Ces partenaires refoulent systématiquement tous les désirs et toutes les pulsions suscités par tout ce qui grouille hors de leur couple. Ils doivent également compenser pour tout ce qu’il faut abandonner lorsqu’on s’installe dans la vie conjugale, c’est-à-dire toutes les libertés du célibat, tous les plaisirs de la séduction et de la rencontre, toute l’excitation de l’aventure et du mystère, et même l’individualité.

Toujours sur le qui-vive, les partenaires d’un couple exclusif-fusionnel-définitif se surveillent l’un l’autre, en menant des interrogatoires suspicieux : « Où étais-tu hier ? Avec qui ? À quoi tu penses, là ? » Et l’injonction psy de « communiquer » sur tout, en tout temps, renforce la surveillance totalitaire.

Il suffit d’une baisse de tension dans l’intensité amoureuse, d’une négligence, d’un écart de conduite pour qu’éclatent des crises de jalousie et autres scènes hystériques (avec lancers de vaisselle).
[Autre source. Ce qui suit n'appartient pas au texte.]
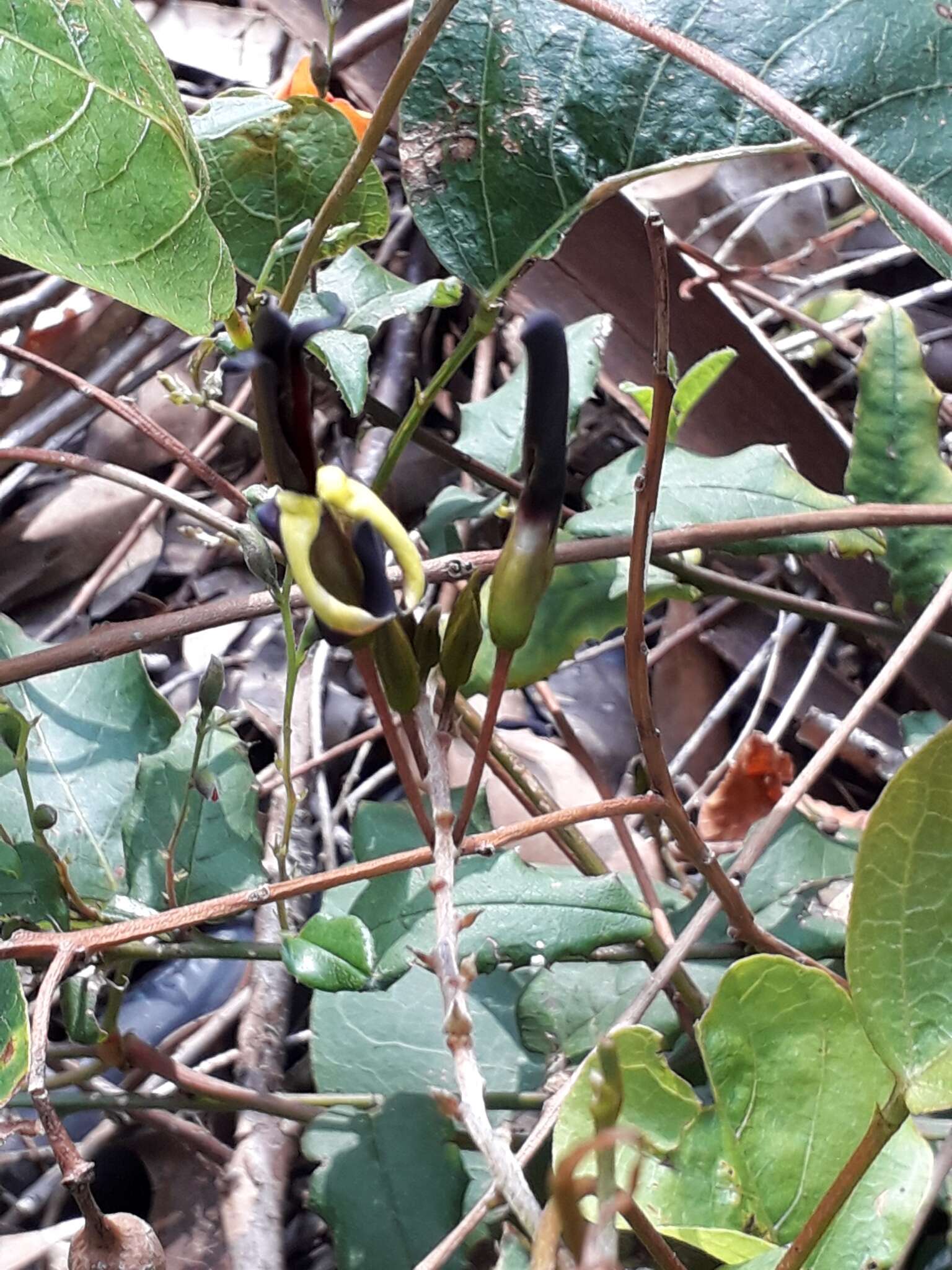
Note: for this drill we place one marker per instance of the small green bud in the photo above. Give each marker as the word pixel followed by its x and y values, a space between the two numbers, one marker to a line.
pixel 319 68
pixel 259 493
pixel 177 391
pixel 398 667
pixel 427 641
pixel 45 817
pixel 464 636
pixel 206 784
pixel 13 732
pixel 259 557
pixel 211 686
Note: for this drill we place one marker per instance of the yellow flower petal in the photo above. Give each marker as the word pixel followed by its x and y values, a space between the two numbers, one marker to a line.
pixel 300 521
pixel 359 504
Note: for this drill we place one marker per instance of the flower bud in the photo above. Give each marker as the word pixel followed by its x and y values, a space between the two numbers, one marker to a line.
pixel 258 556
pixel 45 817
pixel 398 667
pixel 427 641
pixel 524 567
pixel 283 394
pixel 211 686
pixel 462 637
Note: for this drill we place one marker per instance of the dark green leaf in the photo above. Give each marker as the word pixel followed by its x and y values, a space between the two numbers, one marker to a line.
pixel 658 1104
pixel 569 1006
pixel 35 894
pixel 895 455
pixel 100 179
pixel 450 506
pixel 521 913
pixel 697 489
pixel 696 383
pixel 519 111
pixel 390 1184
pixel 795 1081
pixel 371 296
pixel 77 1003
pixel 272 172
pixel 14 1032
pixel 897 951
pixel 219 849
pixel 94 724
pixel 334 954
pixel 392 1042
pixel 491 430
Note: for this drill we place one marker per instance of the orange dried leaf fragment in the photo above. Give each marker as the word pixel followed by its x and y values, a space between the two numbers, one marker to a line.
pixel 752 785
pixel 300 84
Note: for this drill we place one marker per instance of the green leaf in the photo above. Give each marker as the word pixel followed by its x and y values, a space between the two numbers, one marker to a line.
pixel 219 849
pixel 450 506
pixel 491 430
pixel 521 110
pixel 513 1253
pixel 99 175
pixel 94 722
pixel 697 381
pixel 875 1222
pixel 795 890
pixel 334 954
pixel 271 172
pixel 371 296
pixel 35 894
pixel 696 489
pixel 390 1184
pixel 895 455
pixel 918 727
pixel 795 1081
pixel 897 954
pixel 77 1003
pixel 521 913
pixel 659 1105
pixel 14 1032
pixel 569 1006
pixel 392 1042
pixel 583 602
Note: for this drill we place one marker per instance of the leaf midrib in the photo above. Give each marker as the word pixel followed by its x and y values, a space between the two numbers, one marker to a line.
pixel 103 88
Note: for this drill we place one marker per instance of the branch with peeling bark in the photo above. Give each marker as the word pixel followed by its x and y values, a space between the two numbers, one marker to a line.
pixel 454 982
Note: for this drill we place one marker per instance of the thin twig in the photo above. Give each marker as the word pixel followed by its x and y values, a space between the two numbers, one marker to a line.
pixel 73 1166
pixel 364 664
pixel 102 574
pixel 267 784
pixel 888 187
pixel 111 641
pixel 131 414
pixel 500 673
pixel 457 1020
pixel 155 489
pixel 140 1054
pixel 885 1123
pixel 43 945
pixel 648 484
pixel 362 156
pixel 583 756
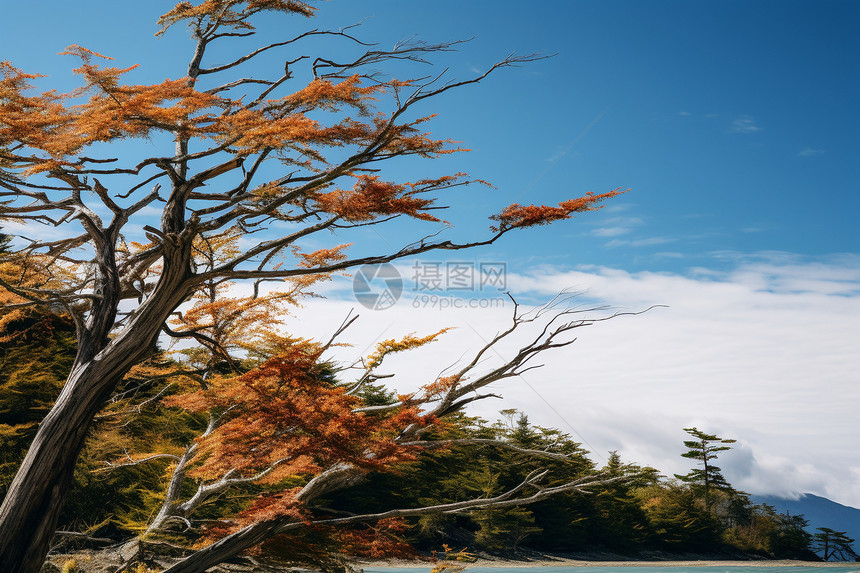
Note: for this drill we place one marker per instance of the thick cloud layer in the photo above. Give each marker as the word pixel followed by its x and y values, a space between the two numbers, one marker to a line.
pixel 766 353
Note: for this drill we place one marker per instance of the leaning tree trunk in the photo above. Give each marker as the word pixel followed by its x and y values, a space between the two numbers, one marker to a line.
pixel 31 508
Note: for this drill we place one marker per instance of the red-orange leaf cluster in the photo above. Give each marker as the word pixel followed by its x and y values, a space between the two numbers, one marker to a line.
pixel 518 216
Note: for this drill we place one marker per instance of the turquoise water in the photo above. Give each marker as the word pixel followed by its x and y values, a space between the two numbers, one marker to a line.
pixel 848 568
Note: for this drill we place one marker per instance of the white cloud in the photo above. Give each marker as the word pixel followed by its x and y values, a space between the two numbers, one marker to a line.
pixel 765 353
pixel 744 125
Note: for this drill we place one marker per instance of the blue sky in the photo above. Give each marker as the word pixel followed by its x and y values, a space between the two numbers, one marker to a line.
pixel 735 125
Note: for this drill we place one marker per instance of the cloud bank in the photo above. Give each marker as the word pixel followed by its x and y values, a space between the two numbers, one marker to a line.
pixel 765 353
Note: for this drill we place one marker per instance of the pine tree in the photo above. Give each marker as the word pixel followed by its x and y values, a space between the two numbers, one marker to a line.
pixel 708 478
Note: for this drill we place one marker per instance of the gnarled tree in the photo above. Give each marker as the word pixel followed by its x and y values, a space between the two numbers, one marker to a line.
pixel 282 165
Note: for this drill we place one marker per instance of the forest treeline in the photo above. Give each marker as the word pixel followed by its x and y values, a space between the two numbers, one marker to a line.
pixel 119 486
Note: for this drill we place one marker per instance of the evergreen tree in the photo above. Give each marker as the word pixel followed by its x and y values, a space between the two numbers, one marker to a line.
pixel 834 545
pixel 704 449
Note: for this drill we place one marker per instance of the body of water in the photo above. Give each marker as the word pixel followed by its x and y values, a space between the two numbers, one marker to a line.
pixel 833 567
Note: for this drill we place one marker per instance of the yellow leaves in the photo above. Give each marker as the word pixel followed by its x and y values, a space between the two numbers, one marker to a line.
pixel 323 257
pixel 232 13
pixel 519 216
pixel 392 345
pixel 371 197
pixel 324 94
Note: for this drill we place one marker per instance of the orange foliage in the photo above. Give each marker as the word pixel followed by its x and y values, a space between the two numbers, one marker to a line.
pixel 518 216
pixel 371 197
pixel 229 13
pixel 287 413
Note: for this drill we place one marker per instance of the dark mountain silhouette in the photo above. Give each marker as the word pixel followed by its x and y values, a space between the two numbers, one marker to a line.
pixel 820 511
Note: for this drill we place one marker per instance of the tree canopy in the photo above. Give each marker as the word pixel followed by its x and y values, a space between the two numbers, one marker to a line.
pixel 279 161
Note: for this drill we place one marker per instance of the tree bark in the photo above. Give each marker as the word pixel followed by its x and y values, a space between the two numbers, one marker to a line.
pixel 31 508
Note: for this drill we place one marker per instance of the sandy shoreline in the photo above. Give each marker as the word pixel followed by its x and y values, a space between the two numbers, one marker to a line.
pixel 564 562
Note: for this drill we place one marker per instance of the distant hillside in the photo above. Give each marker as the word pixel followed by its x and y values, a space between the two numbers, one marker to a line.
pixel 820 511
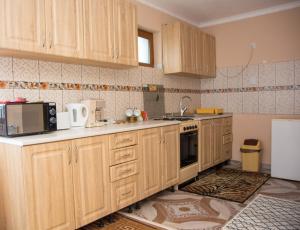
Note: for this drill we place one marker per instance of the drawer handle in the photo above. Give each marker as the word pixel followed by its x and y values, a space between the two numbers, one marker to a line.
pixel 126 193
pixel 124 172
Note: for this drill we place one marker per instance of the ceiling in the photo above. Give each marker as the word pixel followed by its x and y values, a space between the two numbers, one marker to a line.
pixel 212 12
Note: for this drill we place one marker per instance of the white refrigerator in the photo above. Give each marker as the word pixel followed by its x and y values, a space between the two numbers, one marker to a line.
pixel 285 155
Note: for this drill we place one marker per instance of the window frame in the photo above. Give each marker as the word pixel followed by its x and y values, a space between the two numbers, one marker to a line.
pixel 149 36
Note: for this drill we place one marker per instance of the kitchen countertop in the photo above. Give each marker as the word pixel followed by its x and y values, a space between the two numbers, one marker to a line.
pixel 75 133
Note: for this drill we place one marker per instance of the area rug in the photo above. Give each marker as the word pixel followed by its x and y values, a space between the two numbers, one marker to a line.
pixel 266 212
pixel 120 223
pixel 229 184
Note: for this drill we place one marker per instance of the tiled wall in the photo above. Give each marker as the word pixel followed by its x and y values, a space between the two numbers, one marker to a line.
pixel 272 88
pixel 67 83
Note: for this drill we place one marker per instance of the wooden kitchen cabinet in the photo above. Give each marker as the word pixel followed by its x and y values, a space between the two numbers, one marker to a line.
pixel 206 147
pixel 150 153
pixel 22 25
pixel 49 187
pixel 64 28
pixel 91 179
pixel 170 148
pixel 188 51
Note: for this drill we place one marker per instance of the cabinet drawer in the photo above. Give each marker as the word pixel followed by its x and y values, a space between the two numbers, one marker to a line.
pixel 121 140
pixel 121 171
pixel 227 151
pixel 119 156
pixel 124 192
pixel 227 139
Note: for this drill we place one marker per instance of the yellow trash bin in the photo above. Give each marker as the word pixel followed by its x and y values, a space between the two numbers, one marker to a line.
pixel 251 155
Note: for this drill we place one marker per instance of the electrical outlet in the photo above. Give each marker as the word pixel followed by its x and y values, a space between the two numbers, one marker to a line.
pixel 252 45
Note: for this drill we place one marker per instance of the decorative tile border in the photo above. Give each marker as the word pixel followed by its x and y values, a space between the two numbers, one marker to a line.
pixel 92 87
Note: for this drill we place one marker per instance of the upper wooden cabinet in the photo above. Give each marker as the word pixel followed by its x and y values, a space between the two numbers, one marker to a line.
pixel 64 29
pixel 22 25
pixel 188 51
pixel 102 32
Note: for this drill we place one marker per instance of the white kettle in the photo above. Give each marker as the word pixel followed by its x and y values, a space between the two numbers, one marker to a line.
pixel 78 114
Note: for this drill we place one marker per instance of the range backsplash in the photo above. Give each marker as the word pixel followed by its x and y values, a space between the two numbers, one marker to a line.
pixel 68 83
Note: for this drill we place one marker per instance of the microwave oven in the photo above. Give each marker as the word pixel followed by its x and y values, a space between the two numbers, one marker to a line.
pixel 20 119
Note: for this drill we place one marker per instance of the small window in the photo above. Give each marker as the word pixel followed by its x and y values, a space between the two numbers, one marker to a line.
pixel 145 48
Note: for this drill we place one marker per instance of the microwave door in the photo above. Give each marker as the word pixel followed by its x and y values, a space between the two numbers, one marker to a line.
pixel 24 119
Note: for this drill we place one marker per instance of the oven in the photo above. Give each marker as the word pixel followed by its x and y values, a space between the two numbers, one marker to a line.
pixel 188 143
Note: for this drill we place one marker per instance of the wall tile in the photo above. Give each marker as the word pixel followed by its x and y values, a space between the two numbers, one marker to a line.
pixel 235 78
pixel 50 72
pixel 250 102
pixel 158 76
pixel 267 74
pixel 250 76
pixel 107 76
pixel 297 101
pixel 221 79
pixel 110 104
pixel 6 69
pixel 297 72
pixel 89 94
pixel 53 96
pixel 147 75
pixel 90 75
pixel 207 84
pixel 267 102
pixel 121 77
pixel 71 73
pixel 235 102
pixel 285 73
pixel 25 70
pixel 220 100
pixel 31 95
pixel 122 103
pixel 285 102
pixel 72 96
pixel 6 94
pixel 135 77
pixel 136 100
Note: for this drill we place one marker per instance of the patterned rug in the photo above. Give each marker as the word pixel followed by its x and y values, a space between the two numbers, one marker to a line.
pixel 229 184
pixel 267 213
pixel 120 223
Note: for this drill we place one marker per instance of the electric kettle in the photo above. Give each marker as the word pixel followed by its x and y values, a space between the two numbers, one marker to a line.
pixel 78 114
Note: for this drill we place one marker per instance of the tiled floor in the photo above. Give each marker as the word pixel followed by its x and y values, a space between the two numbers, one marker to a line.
pixel 182 210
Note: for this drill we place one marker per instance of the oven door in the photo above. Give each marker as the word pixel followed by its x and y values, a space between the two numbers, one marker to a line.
pixel 188 148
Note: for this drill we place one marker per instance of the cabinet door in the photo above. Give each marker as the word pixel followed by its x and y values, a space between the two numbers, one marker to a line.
pixel 126 32
pixel 205 136
pixel 98 30
pixel 22 25
pixel 50 188
pixel 64 27
pixel 217 126
pixel 150 161
pixel 170 156
pixel 91 179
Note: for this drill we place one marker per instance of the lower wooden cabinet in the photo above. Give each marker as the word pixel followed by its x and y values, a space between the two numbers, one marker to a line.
pixel 91 179
pixel 215 140
pixel 170 156
pixel 150 150
pixel 48 187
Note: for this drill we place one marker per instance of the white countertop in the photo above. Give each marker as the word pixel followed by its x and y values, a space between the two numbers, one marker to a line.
pixel 75 133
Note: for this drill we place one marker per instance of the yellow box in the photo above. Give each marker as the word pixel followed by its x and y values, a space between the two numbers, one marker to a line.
pixel 251 162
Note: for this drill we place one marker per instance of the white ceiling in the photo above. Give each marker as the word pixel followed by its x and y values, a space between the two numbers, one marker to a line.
pixel 212 12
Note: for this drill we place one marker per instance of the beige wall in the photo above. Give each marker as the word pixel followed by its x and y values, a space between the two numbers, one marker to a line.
pixel 277 37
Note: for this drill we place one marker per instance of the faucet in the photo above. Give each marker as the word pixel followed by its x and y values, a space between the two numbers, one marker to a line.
pixel 183 109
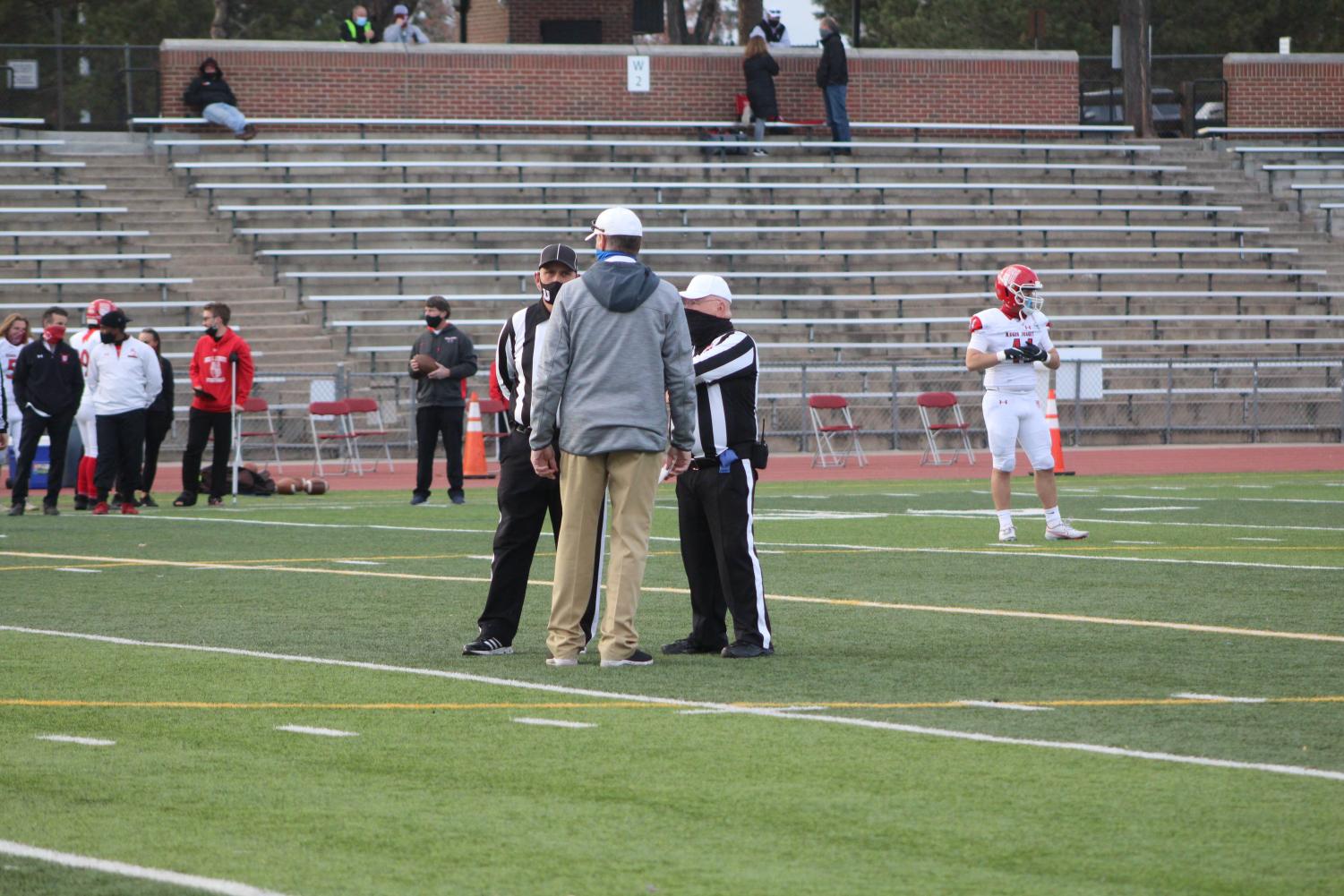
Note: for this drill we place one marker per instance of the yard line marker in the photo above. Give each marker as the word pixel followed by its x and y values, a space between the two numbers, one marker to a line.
pixel 320 732
pixel 995 704
pixel 72 739
pixel 158 875
pixel 700 704
pixel 554 723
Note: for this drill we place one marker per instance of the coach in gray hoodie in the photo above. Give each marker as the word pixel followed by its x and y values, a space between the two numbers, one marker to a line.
pixel 617 357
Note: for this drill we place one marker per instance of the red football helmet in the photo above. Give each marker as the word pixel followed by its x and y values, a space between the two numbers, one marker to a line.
pixel 1019 290
pixel 97 308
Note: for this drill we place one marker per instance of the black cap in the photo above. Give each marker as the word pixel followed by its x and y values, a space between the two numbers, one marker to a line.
pixel 116 319
pixel 558 252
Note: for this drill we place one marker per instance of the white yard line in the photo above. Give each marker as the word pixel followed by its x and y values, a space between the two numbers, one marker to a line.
pixel 320 732
pixel 158 875
pixel 700 704
pixel 72 739
pixel 995 704
pixel 554 723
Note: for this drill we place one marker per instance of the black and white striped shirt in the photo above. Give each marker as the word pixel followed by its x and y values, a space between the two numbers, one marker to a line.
pixel 517 359
pixel 726 395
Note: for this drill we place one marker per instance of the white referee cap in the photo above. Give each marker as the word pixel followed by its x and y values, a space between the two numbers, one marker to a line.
pixel 707 285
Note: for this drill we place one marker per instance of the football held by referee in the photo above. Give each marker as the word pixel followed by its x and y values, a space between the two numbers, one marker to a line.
pixel 715 498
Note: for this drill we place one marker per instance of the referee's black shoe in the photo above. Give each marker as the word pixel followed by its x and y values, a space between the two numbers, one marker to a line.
pixel 687 645
pixel 745 651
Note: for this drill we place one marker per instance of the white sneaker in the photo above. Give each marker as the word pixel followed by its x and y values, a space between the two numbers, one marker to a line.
pixel 1064 533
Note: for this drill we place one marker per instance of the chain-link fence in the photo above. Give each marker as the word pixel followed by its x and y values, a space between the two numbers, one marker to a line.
pixel 1101 402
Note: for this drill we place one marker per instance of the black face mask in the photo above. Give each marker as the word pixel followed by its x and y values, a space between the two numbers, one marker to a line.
pixel 706 328
pixel 550 292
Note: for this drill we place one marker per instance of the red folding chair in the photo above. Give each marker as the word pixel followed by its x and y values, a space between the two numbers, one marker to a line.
pixel 831 422
pixel 369 407
pixel 936 400
pixel 330 423
pixel 257 407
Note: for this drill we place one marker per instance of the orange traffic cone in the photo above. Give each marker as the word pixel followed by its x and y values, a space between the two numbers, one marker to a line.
pixel 474 455
pixel 1057 446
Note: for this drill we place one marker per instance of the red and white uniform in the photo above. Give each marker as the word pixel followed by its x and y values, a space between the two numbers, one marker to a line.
pixel 83 343
pixel 1011 405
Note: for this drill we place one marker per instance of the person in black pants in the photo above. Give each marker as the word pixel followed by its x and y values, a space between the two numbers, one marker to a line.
pixel 716 496
pixel 439 399
pixel 47 387
pixel 525 498
pixel 158 419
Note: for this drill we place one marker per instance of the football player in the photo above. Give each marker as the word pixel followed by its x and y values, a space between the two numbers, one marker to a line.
pixel 83 341
pixel 1004 343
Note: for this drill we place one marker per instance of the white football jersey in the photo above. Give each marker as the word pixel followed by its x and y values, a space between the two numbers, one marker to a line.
pixel 992 330
pixel 8 357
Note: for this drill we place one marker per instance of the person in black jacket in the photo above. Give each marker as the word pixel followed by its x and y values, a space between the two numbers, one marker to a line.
pixel 211 94
pixel 47 387
pixel 834 80
pixel 440 397
pixel 759 69
pixel 158 419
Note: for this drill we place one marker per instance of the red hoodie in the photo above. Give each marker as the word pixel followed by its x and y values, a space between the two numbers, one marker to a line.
pixel 211 371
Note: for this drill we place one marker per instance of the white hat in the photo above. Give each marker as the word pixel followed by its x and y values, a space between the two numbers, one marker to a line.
pixel 617 222
pixel 706 285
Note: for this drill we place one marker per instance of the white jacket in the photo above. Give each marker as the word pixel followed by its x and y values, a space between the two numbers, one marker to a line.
pixel 123 378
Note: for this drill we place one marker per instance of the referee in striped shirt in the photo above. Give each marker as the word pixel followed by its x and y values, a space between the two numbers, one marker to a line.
pixel 715 498
pixel 525 499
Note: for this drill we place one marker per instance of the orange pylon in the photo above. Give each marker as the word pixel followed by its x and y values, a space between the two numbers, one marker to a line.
pixel 1057 446
pixel 474 453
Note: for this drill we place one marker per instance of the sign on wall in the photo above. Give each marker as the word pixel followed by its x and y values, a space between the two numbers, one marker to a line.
pixel 638 74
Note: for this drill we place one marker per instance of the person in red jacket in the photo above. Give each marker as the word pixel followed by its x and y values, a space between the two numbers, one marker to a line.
pixel 219 352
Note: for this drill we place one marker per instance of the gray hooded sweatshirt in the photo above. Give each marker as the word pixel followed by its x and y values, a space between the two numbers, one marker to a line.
pixel 616 344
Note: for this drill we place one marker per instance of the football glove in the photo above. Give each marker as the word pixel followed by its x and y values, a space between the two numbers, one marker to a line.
pixel 1034 352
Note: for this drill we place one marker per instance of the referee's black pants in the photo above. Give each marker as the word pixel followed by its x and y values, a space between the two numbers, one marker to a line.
pixel 718 550
pixel 525 500
pixel 121 448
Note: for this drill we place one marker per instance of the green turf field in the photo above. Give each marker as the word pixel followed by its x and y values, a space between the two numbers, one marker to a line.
pixel 837 766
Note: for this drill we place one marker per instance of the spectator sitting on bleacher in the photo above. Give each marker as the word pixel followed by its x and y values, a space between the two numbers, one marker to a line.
pixel 358 29
pixel 211 94
pixel 404 30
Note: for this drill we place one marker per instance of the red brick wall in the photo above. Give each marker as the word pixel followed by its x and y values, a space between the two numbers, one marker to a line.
pixel 1269 90
pixel 460 81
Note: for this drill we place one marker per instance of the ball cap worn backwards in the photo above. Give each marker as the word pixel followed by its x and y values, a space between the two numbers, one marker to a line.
pixel 617 222
pixel 706 285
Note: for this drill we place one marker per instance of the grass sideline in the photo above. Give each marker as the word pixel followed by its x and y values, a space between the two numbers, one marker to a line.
pixel 895 617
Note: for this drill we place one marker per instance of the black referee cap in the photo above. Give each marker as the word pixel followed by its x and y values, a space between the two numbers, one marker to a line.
pixel 558 252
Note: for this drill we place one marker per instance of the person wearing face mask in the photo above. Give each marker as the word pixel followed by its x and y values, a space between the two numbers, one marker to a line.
pixel 440 399
pixel 219 354
pixel 716 496
pixel 13 336
pixel 525 498
pixel 125 379
pixel 358 29
pixel 834 80
pixel 402 29
pixel 47 387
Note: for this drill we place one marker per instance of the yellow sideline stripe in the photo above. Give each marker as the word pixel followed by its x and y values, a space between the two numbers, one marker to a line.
pixel 635 704
pixel 837 602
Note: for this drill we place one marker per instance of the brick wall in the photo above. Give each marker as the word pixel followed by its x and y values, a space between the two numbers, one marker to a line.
pixel 461 81
pixel 1269 90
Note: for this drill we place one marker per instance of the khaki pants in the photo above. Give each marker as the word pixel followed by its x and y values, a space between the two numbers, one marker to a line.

Ces accès de violence seront tenus pour des « preuves d’amour »…

Récapitulons. Notre culture de l’amour constitue un excellent terreau pour la violence conjugale : nous croyons qu’une « âme sœur », homme ou femme de-notre-vie, nous est prédestinée, et lorsqu’on réussira à mettre le grappin dessus, il ne faudra pas la laisser s’échapper ; nous considérons normal, naturel et universel de posséder un être humain en exclusivité, au nom de l’amour ; une relation de couple ne peut se vivre que dans la fusion ; il faut constamment surveiller notre partenaire ; et la rupture reste inconcevable — l’amour-pour-la-vie ou rien. Comment s’étonner que de tous les crimes contre la personne, environ 25 % sont commis en contexte conjugal bon an, mal an ?*

Comme le dit la maxime : « Aimer quelqu’un, c’est lui donner le pouvoir de nous détruire. »

*Gouvernement du Québec, Statistiques sur la police et sur la prévention de la criminalité.